Thanks for your comments. I now understand the problem and its solution.

[Venomilys]

in certain situations, yes. You could have opened 20 of the boxes and in the end it is either 1p or 250k. The 20 boxes could represent 1 box.

[nixbits]

In all situations in a deal or no deal game the probability of the player holding the larger value in any specific 2 box game {a,b} (where a and b are any of the prize values) is the same as the probability for the player holding the smaller of the two values in this two box game. So swapping never improves the odds of winning.

[nixbits]

No, it is never a monty hall problem provided the boxes are opened without knowledge of their contents.

[div curl F = 0]

No it isn't. I looked at this before last christmas with another teacher.

The Monty Hall setup has the host with knowledge of the layout of the prizes and directly influences the game whereas Deal or No Deal has the host with no knowledge of the layout of the prizes and has no input on the player's game.

This subtle difference makes all the difference.

[tommm]

If you got to the end and were left with 1p and £250,000 and offered the swap, it wouldn't make a difference.

However, if Noel Edmonds knew which box contained the £250,000 and wouldn't let you open it during the game, then it would be similar to Monty Hall and you should swap.

[nixbits]

This raises an interesting point, can we trust that the game truely is random? Yes if it strictly follows the rules since the rules of the deal no deal game set it up to be random. But We can only know that past games have been truely random by analysing the statistics of the outcomes and looking for correlation.

Suppose we were playing a monty hall game with 3 boxes but we didnt know if the host were opening boxes at random or not. The host opens a box to reveal a booby prize.

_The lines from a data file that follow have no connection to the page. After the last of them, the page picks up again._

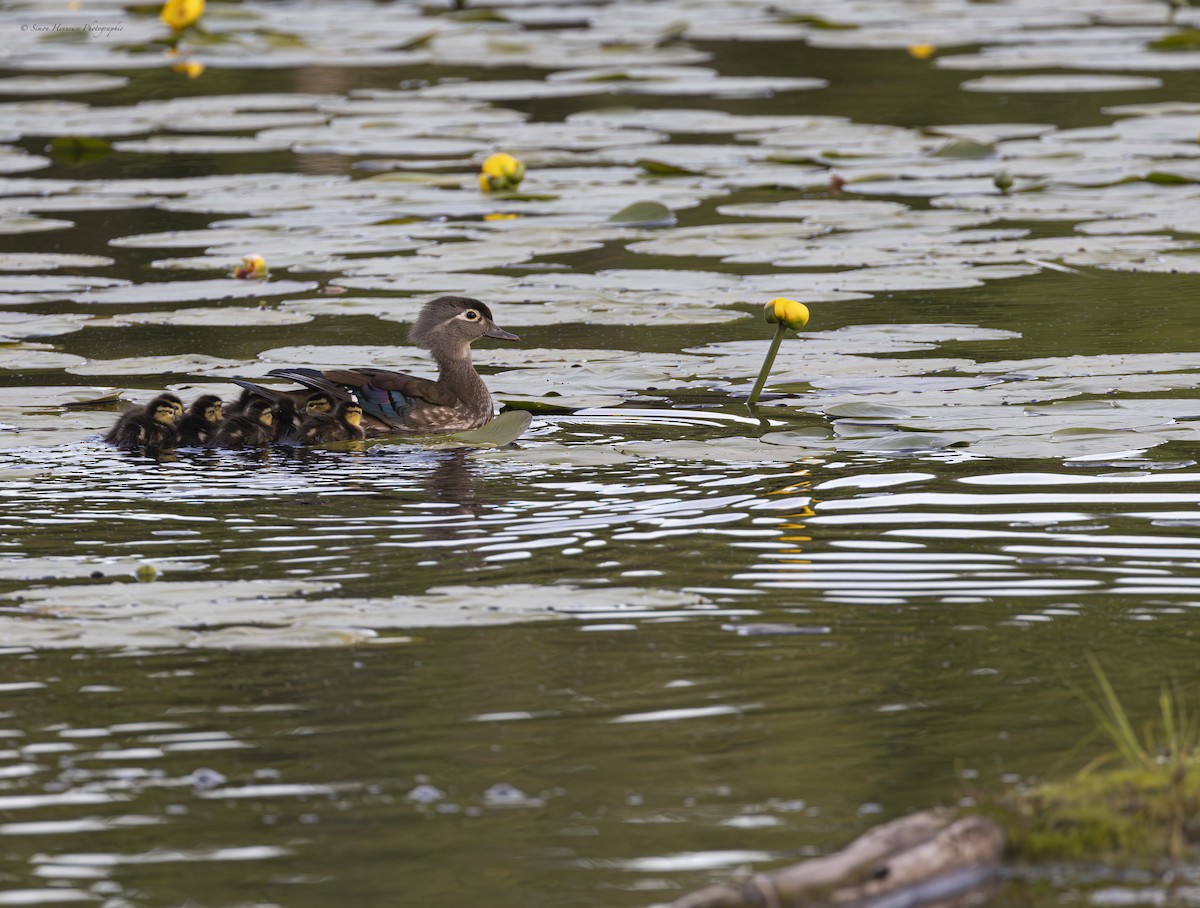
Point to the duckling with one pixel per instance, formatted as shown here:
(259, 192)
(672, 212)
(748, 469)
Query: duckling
(250, 428)
(151, 427)
(395, 403)
(345, 424)
(202, 420)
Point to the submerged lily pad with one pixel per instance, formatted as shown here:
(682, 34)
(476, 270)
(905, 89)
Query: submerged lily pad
(645, 214)
(1063, 84)
(193, 290)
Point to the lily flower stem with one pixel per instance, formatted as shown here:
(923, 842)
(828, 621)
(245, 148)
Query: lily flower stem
(768, 361)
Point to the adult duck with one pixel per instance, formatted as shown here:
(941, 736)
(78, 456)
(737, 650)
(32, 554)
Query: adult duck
(396, 403)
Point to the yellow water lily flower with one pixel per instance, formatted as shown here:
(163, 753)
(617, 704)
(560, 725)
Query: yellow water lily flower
(191, 68)
(181, 13)
(499, 173)
(789, 313)
(784, 314)
(252, 268)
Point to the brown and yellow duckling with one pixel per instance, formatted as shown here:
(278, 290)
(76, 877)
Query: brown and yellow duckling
(150, 427)
(203, 418)
(253, 427)
(345, 424)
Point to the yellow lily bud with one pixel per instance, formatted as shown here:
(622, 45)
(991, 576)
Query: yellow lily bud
(191, 68)
(787, 312)
(252, 268)
(499, 173)
(181, 13)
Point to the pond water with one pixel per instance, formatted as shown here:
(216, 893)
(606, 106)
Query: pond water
(663, 637)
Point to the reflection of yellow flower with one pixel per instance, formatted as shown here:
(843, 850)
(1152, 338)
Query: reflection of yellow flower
(787, 312)
(192, 68)
(499, 173)
(252, 268)
(181, 13)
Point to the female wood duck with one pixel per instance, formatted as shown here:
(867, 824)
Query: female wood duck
(151, 427)
(250, 428)
(395, 403)
(201, 421)
(345, 424)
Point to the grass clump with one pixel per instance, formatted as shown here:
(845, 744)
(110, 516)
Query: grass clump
(1137, 804)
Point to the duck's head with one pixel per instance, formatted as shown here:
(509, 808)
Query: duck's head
(168, 401)
(319, 402)
(261, 410)
(450, 324)
(209, 408)
(351, 413)
(163, 412)
(168, 398)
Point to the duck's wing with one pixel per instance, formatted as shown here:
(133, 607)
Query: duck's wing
(276, 396)
(387, 396)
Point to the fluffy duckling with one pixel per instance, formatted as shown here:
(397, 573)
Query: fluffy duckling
(253, 427)
(345, 424)
(151, 427)
(202, 420)
(395, 403)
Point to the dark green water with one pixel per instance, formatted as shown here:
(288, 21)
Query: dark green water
(640, 650)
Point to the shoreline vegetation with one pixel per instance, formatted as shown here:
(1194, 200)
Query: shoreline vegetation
(1144, 811)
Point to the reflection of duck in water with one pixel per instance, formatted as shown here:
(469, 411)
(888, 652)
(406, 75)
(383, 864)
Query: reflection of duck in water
(151, 426)
(253, 427)
(396, 403)
(202, 420)
(342, 425)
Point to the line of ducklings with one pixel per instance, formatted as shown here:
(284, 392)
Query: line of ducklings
(257, 419)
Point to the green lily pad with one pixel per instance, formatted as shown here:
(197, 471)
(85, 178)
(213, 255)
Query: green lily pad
(502, 431)
(643, 214)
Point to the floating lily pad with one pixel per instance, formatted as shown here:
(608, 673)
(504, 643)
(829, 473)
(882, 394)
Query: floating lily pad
(48, 260)
(69, 84)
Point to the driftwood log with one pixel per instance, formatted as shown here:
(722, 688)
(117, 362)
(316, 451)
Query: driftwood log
(928, 857)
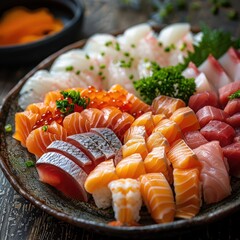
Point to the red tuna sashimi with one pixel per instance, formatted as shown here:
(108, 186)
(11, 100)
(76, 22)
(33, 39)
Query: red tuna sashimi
(208, 113)
(73, 153)
(232, 153)
(233, 106)
(231, 63)
(194, 139)
(199, 100)
(63, 174)
(102, 144)
(109, 136)
(214, 175)
(226, 91)
(88, 146)
(217, 130)
(214, 72)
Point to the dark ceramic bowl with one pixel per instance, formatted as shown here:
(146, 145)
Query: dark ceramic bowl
(69, 11)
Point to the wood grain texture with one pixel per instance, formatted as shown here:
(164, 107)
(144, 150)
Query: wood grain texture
(20, 220)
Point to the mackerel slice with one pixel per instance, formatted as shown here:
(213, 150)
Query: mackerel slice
(102, 144)
(62, 173)
(72, 152)
(88, 146)
(109, 136)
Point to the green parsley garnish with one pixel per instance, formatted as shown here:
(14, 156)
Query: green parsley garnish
(69, 68)
(8, 128)
(235, 95)
(29, 163)
(71, 101)
(165, 81)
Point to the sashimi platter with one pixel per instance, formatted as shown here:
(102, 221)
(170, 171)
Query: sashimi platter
(130, 134)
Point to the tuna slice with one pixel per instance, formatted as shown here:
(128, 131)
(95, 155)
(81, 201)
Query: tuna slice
(233, 106)
(88, 146)
(232, 153)
(214, 175)
(199, 100)
(194, 139)
(214, 72)
(234, 120)
(208, 113)
(231, 63)
(72, 152)
(217, 130)
(63, 174)
(226, 91)
(109, 136)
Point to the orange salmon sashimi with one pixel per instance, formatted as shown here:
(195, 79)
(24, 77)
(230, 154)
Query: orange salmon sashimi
(24, 122)
(156, 161)
(136, 145)
(188, 192)
(38, 140)
(97, 183)
(169, 129)
(166, 105)
(186, 119)
(145, 120)
(74, 123)
(158, 197)
(138, 106)
(182, 156)
(131, 167)
(127, 200)
(135, 132)
(156, 139)
(94, 116)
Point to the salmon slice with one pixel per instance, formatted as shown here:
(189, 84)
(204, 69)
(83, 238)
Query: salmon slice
(38, 140)
(102, 144)
(127, 200)
(156, 161)
(97, 183)
(137, 145)
(145, 120)
(187, 192)
(24, 122)
(123, 124)
(94, 116)
(75, 123)
(166, 105)
(73, 153)
(158, 197)
(156, 139)
(131, 167)
(186, 119)
(60, 172)
(109, 136)
(88, 146)
(135, 132)
(169, 129)
(182, 156)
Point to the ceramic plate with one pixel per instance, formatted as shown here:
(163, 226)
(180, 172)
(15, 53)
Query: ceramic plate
(86, 215)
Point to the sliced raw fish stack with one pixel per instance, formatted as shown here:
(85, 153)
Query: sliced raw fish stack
(73, 153)
(214, 175)
(60, 172)
(231, 63)
(232, 153)
(220, 131)
(199, 100)
(226, 91)
(214, 72)
(208, 113)
(194, 139)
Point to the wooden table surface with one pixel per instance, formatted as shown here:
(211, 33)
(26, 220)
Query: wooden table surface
(19, 219)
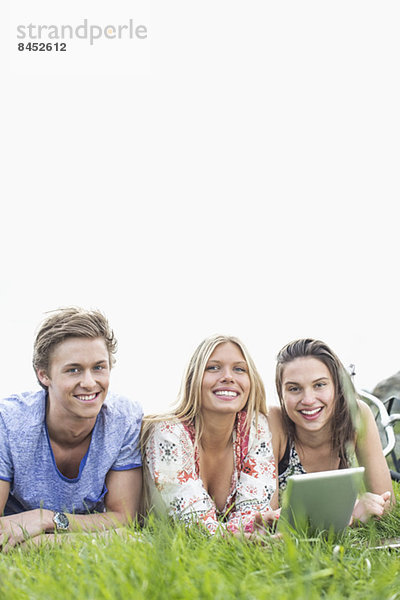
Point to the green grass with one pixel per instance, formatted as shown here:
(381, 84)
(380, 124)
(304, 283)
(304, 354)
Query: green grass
(170, 562)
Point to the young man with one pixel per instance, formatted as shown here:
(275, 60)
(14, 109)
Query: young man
(69, 453)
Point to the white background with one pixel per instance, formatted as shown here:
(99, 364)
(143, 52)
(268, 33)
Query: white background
(235, 172)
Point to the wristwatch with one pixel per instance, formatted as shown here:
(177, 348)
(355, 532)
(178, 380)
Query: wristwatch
(61, 521)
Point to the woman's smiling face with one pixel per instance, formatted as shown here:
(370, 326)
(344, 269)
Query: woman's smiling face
(226, 382)
(308, 392)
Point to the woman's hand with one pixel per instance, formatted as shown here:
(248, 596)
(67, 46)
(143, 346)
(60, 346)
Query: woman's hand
(370, 505)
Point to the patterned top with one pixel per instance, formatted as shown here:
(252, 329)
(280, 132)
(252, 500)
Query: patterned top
(289, 465)
(173, 464)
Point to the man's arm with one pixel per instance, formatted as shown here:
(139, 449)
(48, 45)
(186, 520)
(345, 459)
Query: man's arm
(121, 501)
(4, 491)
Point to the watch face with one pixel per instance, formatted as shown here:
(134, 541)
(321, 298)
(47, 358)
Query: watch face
(61, 521)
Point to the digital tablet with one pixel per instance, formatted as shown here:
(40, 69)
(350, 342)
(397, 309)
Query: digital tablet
(319, 501)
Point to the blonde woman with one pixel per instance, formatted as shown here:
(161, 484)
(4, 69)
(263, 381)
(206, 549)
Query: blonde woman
(211, 461)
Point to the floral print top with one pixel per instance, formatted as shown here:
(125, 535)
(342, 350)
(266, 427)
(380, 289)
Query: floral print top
(173, 465)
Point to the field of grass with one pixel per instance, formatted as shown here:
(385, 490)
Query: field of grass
(169, 562)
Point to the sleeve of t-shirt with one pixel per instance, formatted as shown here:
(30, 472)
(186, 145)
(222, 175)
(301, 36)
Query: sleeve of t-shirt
(129, 456)
(6, 468)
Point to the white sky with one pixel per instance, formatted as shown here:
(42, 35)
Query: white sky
(235, 172)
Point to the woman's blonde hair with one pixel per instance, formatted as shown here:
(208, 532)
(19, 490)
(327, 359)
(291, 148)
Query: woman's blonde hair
(188, 405)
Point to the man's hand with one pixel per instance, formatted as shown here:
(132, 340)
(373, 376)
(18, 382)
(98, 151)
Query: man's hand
(15, 529)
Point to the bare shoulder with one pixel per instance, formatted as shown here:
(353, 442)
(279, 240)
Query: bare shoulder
(365, 411)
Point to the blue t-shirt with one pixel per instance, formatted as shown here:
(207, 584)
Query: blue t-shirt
(27, 460)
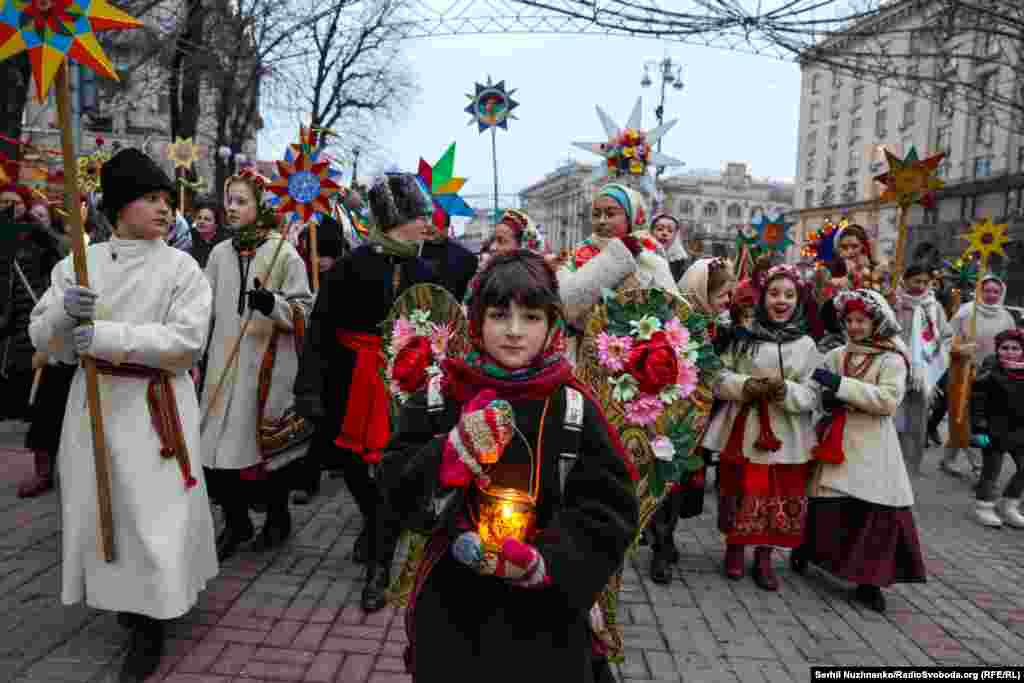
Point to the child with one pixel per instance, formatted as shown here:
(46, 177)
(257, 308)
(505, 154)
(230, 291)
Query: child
(997, 416)
(764, 430)
(925, 333)
(151, 306)
(243, 286)
(523, 613)
(860, 525)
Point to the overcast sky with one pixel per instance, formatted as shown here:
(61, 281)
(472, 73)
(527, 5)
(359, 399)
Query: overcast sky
(733, 108)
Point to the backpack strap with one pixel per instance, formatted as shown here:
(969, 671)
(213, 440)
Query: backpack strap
(572, 426)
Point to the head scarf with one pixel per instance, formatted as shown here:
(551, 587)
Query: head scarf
(632, 203)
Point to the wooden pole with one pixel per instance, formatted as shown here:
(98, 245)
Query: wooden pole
(105, 526)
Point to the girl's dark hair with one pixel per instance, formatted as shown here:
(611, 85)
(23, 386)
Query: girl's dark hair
(210, 204)
(521, 276)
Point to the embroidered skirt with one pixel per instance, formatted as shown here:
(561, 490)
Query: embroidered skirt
(762, 505)
(863, 543)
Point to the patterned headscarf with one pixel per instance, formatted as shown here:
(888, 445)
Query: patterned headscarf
(632, 203)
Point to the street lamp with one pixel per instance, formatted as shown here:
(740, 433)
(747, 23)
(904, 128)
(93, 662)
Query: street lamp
(671, 74)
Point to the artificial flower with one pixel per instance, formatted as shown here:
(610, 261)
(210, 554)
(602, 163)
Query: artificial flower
(664, 449)
(644, 411)
(613, 351)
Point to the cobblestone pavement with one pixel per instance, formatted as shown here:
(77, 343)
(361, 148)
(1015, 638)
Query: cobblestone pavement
(294, 615)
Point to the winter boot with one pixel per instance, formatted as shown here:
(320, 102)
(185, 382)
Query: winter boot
(984, 512)
(1009, 510)
(763, 571)
(734, 561)
(42, 481)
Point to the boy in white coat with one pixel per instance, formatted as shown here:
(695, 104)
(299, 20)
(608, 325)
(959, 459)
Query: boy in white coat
(150, 304)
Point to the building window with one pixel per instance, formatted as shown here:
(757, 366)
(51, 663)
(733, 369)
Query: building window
(880, 124)
(982, 167)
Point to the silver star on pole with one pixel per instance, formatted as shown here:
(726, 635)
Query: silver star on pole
(629, 153)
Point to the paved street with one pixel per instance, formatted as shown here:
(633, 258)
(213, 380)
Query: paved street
(294, 615)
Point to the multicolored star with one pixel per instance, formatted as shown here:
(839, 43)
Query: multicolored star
(52, 30)
(910, 180)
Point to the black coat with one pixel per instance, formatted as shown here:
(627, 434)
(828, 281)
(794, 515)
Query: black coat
(997, 407)
(36, 255)
(469, 623)
(454, 264)
(356, 296)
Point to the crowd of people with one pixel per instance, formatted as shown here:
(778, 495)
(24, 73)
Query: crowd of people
(215, 355)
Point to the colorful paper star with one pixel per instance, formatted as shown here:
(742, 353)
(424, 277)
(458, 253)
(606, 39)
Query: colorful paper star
(910, 180)
(491, 105)
(182, 153)
(773, 233)
(986, 239)
(444, 188)
(630, 152)
(52, 30)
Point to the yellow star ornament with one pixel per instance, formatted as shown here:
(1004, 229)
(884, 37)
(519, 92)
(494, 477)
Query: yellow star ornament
(987, 239)
(52, 30)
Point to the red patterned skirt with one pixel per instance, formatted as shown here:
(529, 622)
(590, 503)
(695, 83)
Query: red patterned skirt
(762, 505)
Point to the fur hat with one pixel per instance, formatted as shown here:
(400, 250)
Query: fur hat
(127, 176)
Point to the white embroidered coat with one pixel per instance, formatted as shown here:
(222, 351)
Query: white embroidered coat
(154, 309)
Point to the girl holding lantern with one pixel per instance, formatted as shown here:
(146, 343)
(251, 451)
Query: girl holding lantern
(765, 430)
(860, 525)
(518, 607)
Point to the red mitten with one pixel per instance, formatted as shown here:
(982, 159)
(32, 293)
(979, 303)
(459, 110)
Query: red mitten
(481, 435)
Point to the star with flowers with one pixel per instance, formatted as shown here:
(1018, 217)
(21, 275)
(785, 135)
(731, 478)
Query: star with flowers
(182, 153)
(986, 239)
(630, 152)
(52, 30)
(773, 233)
(444, 186)
(911, 180)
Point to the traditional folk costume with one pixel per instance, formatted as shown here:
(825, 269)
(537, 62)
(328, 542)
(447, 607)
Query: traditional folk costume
(765, 442)
(152, 315)
(340, 383)
(997, 414)
(926, 333)
(860, 524)
(536, 627)
(231, 452)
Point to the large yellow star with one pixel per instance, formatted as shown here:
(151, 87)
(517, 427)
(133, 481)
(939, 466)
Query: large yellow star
(52, 30)
(986, 239)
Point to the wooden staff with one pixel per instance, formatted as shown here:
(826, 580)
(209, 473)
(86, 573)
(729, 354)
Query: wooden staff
(238, 341)
(105, 526)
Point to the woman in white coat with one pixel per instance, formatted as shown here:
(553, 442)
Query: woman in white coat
(860, 526)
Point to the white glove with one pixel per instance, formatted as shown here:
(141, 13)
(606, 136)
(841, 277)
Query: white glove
(82, 335)
(80, 302)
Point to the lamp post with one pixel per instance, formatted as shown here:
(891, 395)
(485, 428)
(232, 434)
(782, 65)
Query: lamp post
(670, 74)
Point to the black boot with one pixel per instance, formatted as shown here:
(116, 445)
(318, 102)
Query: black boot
(375, 592)
(144, 651)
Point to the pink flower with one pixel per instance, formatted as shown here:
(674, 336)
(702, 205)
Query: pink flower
(613, 351)
(644, 411)
(677, 333)
(688, 378)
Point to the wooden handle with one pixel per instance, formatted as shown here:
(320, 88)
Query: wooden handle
(105, 526)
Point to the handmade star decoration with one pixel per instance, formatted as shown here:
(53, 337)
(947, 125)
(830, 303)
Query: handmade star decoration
(491, 105)
(182, 153)
(304, 184)
(630, 152)
(911, 180)
(986, 239)
(52, 30)
(443, 186)
(773, 233)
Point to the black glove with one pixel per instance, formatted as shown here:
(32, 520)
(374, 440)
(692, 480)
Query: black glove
(829, 401)
(827, 379)
(260, 299)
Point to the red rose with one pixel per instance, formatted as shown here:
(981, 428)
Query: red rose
(653, 364)
(411, 365)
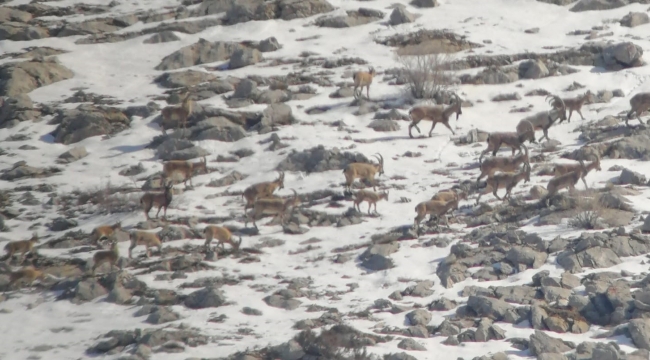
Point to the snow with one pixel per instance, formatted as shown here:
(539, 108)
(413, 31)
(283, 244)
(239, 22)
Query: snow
(124, 70)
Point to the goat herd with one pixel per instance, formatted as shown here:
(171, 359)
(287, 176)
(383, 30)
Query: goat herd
(501, 172)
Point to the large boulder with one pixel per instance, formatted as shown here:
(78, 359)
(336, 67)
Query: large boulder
(23, 77)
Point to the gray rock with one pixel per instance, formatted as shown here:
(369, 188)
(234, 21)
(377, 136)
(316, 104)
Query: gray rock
(401, 16)
(204, 298)
(74, 154)
(384, 125)
(631, 177)
(634, 19)
(244, 57)
(541, 343)
(162, 37)
(419, 317)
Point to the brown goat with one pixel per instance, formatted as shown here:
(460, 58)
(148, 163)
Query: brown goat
(507, 180)
(504, 164)
(639, 103)
(370, 197)
(435, 114)
(182, 112)
(161, 200)
(363, 79)
(262, 190)
(268, 206)
(363, 171)
(106, 256)
(20, 246)
(561, 169)
(185, 168)
(104, 232)
(223, 236)
(147, 239)
(575, 104)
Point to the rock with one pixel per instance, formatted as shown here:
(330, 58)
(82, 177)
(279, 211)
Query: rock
(507, 97)
(161, 37)
(541, 343)
(86, 121)
(401, 16)
(23, 77)
(425, 3)
(73, 154)
(384, 125)
(419, 317)
(244, 57)
(631, 177)
(640, 333)
(410, 344)
(533, 69)
(634, 19)
(204, 298)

What should we do if offered the swap?

From a statistical point of view always take the swap: for if the game were totally random there will be no statistical disadvantage to swapping but if there were any non randomness there is a statistical advantage to swapping!

Of course 1/2 the number of people who take the swap will loose if the game is random while 1/3will loose if it is non random.

[Dog4444]

Btw, we can expect 1 out of 22 participants to get 250k box, but in reality this number is significantly lower, what might imply that the boxes or players aren't completely taken by random. And the sample size is quite big, thousand games or smth I reckon. Maths got it busted!

[nixbits]

The reason there are many less big prize winners than statistically expected is because the contestants deal at some point in their game! (not because the maths got it wrong!) On average in the uk game the banker would be expected to pay out £26,712 per game if no deals were ever accepted. Recently it was announced that in 1967 games just over £30 million had been paid out which means the average payout per game is about £15000, significantly less than the £26k. This shows the banker is doing his job which is to make offers which minimise the payout but maximise the probability of the offer being accepted.